Each year, I make a quarterly breakdown of the 10 best television series, leading to a top 20 for the year. To be considered next quarter: Cobra Kai, Dead to Me, Fleabag, Easy, Sneaky Pete and any show which is just beginning its season now.
1. Pen15 (Hulu)
2. Barry (HBO)
3. Better Things (FX)
4. Superstore (NBC)
5. Shrill (Hulu)
6. Catastrophe (Amazon)
7. Fosse/Verdon (FX)
8. Brooklyn Nine-Nine (NBC)
9. Veep (HBO)
10. The Adventures of Kimmy Schmidt (Netflix)

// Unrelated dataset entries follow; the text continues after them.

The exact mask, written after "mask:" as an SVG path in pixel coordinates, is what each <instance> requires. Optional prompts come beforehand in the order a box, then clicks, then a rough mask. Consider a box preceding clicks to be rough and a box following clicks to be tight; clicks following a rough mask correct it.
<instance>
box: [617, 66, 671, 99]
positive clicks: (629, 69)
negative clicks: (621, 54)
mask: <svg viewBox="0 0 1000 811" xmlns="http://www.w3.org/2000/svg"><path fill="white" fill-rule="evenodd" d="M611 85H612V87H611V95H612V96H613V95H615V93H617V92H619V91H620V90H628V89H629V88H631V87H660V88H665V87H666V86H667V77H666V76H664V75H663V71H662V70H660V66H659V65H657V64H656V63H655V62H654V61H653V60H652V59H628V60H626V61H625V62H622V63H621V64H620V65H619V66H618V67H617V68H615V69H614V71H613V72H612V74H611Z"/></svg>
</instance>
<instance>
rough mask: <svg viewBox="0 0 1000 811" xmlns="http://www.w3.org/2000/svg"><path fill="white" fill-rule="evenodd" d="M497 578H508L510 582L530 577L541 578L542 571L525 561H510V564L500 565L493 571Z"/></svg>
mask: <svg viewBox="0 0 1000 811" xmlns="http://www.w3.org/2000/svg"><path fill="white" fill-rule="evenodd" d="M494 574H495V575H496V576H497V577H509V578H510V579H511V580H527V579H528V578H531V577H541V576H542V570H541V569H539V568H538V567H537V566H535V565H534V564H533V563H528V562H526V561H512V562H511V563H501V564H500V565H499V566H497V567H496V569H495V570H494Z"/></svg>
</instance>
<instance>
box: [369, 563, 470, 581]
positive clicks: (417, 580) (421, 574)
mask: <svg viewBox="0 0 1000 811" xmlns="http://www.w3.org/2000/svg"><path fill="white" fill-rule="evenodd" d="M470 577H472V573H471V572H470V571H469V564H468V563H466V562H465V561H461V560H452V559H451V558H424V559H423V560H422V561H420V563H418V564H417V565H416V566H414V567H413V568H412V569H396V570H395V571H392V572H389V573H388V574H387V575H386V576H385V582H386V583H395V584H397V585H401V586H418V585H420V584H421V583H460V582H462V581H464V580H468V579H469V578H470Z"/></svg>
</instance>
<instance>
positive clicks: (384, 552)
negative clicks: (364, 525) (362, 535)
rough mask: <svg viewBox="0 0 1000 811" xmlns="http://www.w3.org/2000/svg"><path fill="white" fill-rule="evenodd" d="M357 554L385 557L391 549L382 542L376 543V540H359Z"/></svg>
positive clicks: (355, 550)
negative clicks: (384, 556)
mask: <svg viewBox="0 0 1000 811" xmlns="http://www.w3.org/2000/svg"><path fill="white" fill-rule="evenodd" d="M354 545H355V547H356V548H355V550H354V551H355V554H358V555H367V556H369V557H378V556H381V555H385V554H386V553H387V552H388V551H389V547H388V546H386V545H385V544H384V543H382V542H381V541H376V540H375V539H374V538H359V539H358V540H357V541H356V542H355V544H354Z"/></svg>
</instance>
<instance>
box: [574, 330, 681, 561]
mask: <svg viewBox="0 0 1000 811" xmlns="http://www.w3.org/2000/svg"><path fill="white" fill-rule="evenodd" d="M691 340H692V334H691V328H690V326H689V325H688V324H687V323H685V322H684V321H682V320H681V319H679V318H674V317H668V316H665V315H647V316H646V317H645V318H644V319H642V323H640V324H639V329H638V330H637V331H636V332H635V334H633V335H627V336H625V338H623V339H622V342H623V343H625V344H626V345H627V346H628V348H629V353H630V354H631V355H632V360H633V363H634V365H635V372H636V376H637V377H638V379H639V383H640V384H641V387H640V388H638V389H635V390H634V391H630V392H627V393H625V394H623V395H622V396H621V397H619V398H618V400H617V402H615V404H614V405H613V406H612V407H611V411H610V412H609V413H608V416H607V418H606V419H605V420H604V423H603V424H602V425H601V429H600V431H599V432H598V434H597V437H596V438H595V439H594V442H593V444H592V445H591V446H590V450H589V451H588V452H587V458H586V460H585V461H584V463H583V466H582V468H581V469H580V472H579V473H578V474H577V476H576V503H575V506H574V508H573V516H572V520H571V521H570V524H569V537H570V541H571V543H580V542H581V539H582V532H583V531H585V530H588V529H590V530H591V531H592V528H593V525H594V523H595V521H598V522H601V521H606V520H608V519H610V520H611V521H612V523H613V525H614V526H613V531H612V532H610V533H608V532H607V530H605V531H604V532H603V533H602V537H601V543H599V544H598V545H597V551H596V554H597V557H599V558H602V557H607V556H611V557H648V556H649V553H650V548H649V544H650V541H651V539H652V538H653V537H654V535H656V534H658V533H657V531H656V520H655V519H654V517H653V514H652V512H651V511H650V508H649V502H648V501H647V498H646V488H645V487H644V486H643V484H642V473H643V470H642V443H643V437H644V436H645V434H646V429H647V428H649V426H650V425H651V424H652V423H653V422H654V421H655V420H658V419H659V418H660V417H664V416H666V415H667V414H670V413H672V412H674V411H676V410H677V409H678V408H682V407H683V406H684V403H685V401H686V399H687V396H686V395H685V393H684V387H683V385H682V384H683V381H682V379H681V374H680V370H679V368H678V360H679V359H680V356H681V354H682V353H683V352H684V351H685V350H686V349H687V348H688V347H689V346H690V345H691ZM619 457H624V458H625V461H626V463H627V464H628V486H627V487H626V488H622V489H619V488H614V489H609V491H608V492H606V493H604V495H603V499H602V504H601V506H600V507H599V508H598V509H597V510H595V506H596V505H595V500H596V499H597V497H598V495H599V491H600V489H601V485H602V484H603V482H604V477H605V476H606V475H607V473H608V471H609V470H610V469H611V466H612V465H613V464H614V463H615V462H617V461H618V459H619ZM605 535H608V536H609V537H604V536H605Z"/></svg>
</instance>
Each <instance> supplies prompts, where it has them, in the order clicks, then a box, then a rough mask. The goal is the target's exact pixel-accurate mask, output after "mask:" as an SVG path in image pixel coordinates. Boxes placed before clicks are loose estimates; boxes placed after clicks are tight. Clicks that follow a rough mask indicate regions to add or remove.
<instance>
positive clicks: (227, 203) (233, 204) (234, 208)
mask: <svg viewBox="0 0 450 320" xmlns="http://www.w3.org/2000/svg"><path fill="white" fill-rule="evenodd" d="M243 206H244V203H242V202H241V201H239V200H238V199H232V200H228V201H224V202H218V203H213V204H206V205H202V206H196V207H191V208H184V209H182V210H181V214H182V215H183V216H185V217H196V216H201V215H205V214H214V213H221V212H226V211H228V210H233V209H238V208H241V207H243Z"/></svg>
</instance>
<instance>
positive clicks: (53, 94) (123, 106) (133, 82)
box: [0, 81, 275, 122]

The Pen15 conceit, adult women playing very young teenagers is super creepy in concept (and a little creepy in execution) but gives the show a pathos that appropriately aged actors would find it hard to find. Barry maintained its season one level of excellence, which is a real test for late period premium television. There's nothing on TV at the same frequency as Better Things; it has developed its own mood. Shrill was a lively debut, telling a rarely heard story. The joke telling on Superstore has remained strong and the show really reclaimed its political sensibility in a particularly impactful fashion, those politics keep it the stronger half to its also funny companion Brooklyn Nine-Nine. Fosse/Verdon is the only hour long that makes this quarter's list (considered, Killing Eve, Black Mirror, Billions) the lead performances and an able look at process carries it. And the three series that wrapped up - Catastrophe kept more of its value than did Veep or Kimmy Schmidt, the later two on a noticeable slide (in Veep's case, since the departure of the show's creator, in Kimmy's case, since S1; both shows make it though, unlike Arrested Development, which was mistyfingly not funny).